Défis et lacunes

Il existe très peu de données probantes dans la littérature sur les meilleures pratiques d’intervention en situation de crise en santé mentale dans les collèges et les universités. D’autant plus que les services de crise ont effectué un virage en ligne avec la pandémie, des circonstances inédites sur lesquelles les recherches ne font que commencer à paraître. Si on fait abstraction de la pandémie, les recherches existantes se penchent surtout sur la prévention, les équipes d’intervention comportementale et les partenariats avec les établissements et organismes hors campus. Plus précisément, l’importance d’une communication et d’une collaboration de près avec les différentes parties prenantes, tant sur le campus que hors campus, constitue un thème récurrent; une telle approche collaborative permet effectivement d’offrir un plus grand éventail de ressources à la population étudiante et d’apprendre des points de vue de chacune afin d’améliorer les programmes et la prestation de services (Drum, Brownson, Denmark & Smith, 2009).

On ne trouve nulle part de recherche sur l’efficacité des mesures d’intervention de crise présentement en place, y compris les soins en ligne qui sont prévalents. Étant donné l’ampleur de la problématique, on observe un manque de suivi et d’évaluation de ces mesures. On ne peut que souligner le besoin d’une meilleure évaluation des protocoles existants ainsi que d’une approche globale de l’intervention de crise en santé mentale.

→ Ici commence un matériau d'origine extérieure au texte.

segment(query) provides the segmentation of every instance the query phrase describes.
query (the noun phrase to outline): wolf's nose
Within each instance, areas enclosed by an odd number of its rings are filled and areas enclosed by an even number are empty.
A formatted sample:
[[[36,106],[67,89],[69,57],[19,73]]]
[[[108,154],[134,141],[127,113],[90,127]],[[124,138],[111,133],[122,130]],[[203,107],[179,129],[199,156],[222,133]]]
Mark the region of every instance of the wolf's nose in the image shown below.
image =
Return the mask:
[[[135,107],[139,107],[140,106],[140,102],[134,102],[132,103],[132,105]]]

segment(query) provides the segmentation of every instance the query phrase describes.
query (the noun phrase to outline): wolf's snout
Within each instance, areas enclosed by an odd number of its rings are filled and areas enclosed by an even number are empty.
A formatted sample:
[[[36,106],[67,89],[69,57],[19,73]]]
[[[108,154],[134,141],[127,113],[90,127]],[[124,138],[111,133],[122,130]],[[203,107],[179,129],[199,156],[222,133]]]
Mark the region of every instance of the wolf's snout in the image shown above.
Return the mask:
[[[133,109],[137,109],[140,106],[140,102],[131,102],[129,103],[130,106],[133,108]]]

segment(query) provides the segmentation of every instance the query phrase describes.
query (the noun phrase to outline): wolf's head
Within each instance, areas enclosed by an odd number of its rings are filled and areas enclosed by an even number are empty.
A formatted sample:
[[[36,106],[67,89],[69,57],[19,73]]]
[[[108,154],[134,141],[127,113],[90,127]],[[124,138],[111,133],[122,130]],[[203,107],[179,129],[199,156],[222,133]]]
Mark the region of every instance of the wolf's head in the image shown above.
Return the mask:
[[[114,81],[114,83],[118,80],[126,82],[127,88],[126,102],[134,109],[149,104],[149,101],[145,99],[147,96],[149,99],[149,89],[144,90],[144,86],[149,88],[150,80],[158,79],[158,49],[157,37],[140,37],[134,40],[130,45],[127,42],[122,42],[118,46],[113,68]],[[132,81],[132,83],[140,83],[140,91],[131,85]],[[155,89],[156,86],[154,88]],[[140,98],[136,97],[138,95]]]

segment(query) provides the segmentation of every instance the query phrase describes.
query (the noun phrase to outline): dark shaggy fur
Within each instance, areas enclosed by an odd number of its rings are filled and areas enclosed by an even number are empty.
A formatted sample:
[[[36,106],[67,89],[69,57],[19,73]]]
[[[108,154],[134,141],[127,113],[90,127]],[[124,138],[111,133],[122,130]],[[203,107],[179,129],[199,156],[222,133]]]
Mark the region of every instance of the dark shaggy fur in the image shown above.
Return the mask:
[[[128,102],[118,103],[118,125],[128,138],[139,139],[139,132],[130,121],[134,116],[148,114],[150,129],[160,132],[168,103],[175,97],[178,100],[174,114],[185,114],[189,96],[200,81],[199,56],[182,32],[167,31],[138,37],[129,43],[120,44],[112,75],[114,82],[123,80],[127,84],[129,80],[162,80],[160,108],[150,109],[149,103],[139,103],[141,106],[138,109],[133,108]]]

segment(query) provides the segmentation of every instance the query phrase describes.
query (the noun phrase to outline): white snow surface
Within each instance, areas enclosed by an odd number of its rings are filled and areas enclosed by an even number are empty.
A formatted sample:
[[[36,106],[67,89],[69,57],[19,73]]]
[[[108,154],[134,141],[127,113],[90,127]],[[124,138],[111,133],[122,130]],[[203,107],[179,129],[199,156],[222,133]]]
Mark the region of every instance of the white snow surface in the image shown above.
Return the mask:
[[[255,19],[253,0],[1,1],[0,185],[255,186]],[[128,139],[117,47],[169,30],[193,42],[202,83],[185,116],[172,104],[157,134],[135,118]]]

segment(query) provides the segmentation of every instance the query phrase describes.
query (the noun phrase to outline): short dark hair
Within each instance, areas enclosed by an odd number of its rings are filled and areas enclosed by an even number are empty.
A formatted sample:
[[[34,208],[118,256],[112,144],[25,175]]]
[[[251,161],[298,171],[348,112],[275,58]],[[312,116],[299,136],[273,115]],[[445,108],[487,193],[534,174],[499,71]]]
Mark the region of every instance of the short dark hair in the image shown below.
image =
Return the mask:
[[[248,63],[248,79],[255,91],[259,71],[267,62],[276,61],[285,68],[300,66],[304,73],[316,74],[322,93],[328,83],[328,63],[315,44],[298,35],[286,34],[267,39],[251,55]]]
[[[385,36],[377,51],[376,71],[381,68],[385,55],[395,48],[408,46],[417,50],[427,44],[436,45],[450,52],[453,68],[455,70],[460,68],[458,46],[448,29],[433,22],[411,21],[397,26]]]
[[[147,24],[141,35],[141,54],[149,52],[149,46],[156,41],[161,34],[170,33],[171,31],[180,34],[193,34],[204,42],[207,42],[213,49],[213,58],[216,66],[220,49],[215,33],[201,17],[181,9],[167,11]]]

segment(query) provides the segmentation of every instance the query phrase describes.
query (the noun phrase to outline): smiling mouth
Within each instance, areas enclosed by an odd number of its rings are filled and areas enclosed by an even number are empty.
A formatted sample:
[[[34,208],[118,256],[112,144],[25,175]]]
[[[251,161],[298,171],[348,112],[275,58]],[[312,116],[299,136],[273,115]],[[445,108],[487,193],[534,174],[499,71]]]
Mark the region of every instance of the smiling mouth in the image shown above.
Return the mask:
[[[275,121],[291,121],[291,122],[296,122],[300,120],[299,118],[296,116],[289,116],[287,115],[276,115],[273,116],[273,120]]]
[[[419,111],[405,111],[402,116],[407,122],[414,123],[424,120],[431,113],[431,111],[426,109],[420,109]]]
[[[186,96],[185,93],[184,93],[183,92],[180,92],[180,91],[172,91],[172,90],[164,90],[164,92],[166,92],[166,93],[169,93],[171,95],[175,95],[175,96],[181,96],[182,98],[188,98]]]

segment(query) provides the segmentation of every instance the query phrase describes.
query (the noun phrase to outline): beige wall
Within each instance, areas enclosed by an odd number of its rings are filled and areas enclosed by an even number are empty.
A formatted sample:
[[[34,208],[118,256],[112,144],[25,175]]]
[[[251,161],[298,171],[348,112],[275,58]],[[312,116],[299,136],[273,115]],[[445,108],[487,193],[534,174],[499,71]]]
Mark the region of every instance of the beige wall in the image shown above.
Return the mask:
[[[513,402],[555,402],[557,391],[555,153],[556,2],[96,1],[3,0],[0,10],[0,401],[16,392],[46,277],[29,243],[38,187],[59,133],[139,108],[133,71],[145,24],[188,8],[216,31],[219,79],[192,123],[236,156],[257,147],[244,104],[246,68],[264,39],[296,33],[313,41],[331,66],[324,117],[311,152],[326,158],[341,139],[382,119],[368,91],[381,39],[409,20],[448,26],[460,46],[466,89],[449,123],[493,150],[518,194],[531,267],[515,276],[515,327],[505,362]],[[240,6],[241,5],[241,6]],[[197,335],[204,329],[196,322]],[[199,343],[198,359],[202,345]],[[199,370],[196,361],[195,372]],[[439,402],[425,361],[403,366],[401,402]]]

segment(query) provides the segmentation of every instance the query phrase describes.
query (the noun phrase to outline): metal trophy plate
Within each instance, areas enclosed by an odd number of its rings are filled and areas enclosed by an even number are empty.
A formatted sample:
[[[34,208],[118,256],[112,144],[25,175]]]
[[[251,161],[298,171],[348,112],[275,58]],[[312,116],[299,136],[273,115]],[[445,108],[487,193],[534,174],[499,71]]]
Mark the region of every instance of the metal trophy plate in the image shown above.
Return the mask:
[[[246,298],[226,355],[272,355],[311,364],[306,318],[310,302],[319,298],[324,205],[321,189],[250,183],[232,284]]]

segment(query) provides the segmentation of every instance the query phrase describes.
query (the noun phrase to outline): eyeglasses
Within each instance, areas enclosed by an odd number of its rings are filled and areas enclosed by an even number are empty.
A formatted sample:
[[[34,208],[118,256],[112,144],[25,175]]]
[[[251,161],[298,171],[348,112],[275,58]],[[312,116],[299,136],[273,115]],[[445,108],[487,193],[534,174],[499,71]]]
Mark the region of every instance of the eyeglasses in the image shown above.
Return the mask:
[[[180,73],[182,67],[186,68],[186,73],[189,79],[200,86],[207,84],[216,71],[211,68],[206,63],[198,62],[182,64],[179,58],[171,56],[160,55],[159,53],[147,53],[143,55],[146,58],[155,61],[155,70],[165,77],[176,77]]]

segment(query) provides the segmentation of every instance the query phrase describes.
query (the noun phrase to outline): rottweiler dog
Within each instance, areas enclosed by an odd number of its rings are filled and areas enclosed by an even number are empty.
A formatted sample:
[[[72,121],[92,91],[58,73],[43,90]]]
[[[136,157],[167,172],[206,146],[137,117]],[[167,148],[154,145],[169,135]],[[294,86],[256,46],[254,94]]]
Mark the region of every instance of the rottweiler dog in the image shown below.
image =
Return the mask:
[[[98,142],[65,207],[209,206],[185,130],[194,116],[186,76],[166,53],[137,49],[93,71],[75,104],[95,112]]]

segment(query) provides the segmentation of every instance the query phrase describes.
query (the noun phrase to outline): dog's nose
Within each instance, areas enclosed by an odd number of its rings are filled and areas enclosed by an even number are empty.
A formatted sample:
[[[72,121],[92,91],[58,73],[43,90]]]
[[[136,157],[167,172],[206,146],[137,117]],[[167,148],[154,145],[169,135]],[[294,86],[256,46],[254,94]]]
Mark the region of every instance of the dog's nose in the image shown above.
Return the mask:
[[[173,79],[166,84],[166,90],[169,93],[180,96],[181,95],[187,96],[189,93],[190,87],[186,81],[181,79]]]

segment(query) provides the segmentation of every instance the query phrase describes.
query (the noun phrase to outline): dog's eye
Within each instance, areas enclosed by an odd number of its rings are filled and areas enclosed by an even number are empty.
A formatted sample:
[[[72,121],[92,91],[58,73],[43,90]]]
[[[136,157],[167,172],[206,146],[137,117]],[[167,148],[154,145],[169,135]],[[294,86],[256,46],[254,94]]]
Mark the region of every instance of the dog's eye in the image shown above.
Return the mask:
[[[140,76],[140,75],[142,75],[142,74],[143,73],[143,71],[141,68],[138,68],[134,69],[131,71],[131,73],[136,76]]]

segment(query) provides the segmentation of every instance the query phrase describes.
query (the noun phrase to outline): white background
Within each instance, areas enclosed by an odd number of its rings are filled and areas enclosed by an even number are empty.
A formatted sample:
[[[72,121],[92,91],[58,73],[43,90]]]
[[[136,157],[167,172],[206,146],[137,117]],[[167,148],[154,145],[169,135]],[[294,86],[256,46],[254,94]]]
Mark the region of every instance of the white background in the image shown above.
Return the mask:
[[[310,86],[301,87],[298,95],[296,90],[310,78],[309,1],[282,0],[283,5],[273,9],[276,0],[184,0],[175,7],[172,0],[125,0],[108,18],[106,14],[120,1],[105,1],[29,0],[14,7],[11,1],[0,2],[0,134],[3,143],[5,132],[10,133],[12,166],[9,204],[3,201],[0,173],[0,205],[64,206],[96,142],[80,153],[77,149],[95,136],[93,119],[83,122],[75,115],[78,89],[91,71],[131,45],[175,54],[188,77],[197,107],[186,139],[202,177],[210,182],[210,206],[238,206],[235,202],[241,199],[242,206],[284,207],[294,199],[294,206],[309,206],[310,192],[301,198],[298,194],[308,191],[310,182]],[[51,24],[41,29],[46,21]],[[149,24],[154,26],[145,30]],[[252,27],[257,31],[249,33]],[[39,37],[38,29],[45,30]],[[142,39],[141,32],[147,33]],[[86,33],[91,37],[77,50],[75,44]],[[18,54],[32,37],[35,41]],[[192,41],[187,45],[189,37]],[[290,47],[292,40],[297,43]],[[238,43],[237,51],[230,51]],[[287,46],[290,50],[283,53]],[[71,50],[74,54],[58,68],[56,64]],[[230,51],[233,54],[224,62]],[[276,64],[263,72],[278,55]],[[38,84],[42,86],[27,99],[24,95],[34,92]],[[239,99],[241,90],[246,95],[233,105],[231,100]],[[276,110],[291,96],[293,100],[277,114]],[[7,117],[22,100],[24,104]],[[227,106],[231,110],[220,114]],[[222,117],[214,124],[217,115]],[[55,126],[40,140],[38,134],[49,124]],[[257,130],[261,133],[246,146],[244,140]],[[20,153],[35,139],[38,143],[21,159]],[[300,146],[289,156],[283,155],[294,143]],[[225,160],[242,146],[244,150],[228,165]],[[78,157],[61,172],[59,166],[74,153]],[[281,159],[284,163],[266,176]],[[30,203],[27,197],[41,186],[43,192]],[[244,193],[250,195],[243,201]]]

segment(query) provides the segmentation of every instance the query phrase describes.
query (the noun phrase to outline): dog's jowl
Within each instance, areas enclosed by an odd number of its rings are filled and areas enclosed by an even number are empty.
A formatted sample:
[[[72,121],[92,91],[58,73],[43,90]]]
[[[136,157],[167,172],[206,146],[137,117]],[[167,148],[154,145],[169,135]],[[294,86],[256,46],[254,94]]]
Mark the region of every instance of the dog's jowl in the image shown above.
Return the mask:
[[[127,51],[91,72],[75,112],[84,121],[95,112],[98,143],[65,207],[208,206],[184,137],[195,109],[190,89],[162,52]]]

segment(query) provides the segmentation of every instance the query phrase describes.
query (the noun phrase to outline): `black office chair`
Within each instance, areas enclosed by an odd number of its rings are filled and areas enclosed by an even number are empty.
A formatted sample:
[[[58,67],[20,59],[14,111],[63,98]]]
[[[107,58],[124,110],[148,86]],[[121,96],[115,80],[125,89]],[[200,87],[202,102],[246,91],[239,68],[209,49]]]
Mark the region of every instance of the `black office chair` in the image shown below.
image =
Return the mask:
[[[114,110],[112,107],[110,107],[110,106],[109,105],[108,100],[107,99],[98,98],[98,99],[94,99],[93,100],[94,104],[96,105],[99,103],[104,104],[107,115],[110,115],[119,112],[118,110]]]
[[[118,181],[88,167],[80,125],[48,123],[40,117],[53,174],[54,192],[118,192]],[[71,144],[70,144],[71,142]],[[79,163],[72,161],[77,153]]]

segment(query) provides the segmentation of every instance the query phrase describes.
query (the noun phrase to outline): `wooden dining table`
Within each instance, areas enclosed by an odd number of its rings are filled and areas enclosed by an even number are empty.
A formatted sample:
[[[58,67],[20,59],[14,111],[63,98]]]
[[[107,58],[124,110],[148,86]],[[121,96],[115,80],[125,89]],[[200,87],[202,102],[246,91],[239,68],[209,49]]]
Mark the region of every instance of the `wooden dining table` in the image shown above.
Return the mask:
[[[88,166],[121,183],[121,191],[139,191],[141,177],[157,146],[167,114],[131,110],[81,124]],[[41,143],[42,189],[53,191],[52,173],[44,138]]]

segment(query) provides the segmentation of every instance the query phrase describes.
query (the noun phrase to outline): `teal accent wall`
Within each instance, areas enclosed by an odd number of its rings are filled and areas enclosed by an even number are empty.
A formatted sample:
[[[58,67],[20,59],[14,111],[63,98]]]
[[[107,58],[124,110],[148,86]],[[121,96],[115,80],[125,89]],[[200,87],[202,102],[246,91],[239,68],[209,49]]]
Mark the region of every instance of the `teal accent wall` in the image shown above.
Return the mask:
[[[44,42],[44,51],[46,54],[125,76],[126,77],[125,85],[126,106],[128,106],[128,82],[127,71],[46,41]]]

The JED FoundationEn 2006, pour pallier l’absence de consensus parmi les établissements d’enseignement postsecondaire sur les éléments d’une bonne gestion de crise en santé mentale, la Jed Foundation a publié le Cadre de travail pour élaborer des protocoles institutionnels à l’intention des étudiants et des étudiantes en grande détresse ou suicidaires (Framework for Developing Institutional Protocols for the Acutely Distressed or Suicidal College Student) (The Jed Foundation, 2006). Selon ce document, voici les éléments importants à déterminer lors de l’élaboration d’un protocole de sécurité :

  • Le rôle des différents employés de l’établissement d’enseignement, et qui devra assumer la responsabilité ultime de l’intervention de crise;
  • À quel moment les étudiants doivent signer un formulaire de consentement au partage d’information et quand impliquer dans le dossier le médecin de l’étudiant (hors campus), s’il en a un;
  • Comment offrir de l’aide aux étudiants en crise en dehors des heures ouvrables;
  • Comment déterminer si l’hospitalisation est la meilleure option;
  • S’il y a une entente avec les hôpitaux locaux;
  • Quel est le processus de transport des étudiants vers l’hôpital.

Ce cadre de travail met l’accent sur la collaboration avec les différentes parties prenantes sur le campus et hors campus. Même s’il a été publié il y a plus d’une décennie, il s’agit d’une bonne illustration de la conception selon laquelle la santé mentale de la population étudiante est un enjeu touchant à la fois les établissements d’enseignement et les ressources hors campus. Cela s’aligne bien avec le changement d’approche qu’on observe actuellement : on cherche désormais à mobiliser tout le personnel des établissements d’enseignement et à améliorer la littéracie en santé mentale de tous les acteurs des campus ainsi que leur connaissance des ressources. De plus, ce cadre de travail propose des mesures de prévention du suicide visant à relier les personnes qui demandent de l’aide aux ressources offertes; cela étant dit, il reste souvent de longs délais d’attente qui contribuent au grand nombre de crises en santé mentale. Les services de counselling étaient déjà dépassés par le phénomène avant la pandémie, et celle-ci a fait exploser la demande. Il est également important de reconnaître les effets exacerbés des traumatismes par ricochet vécus par le personnel des ressources d’aide dans le contexte de la pandémie. Le Cadre de travail souligne les enjeux dont tenir compte lors de la rédaction d’un protocole par rapport au suicide, mais ne propose pas de démarche concrète pour l’implanter. Cela est représentatif de l’état actuel de la recherche et des interventions : il n’existe pas de meilleures pratiques établies pour favoriser la santé mentale sur les campus selon une approche globale.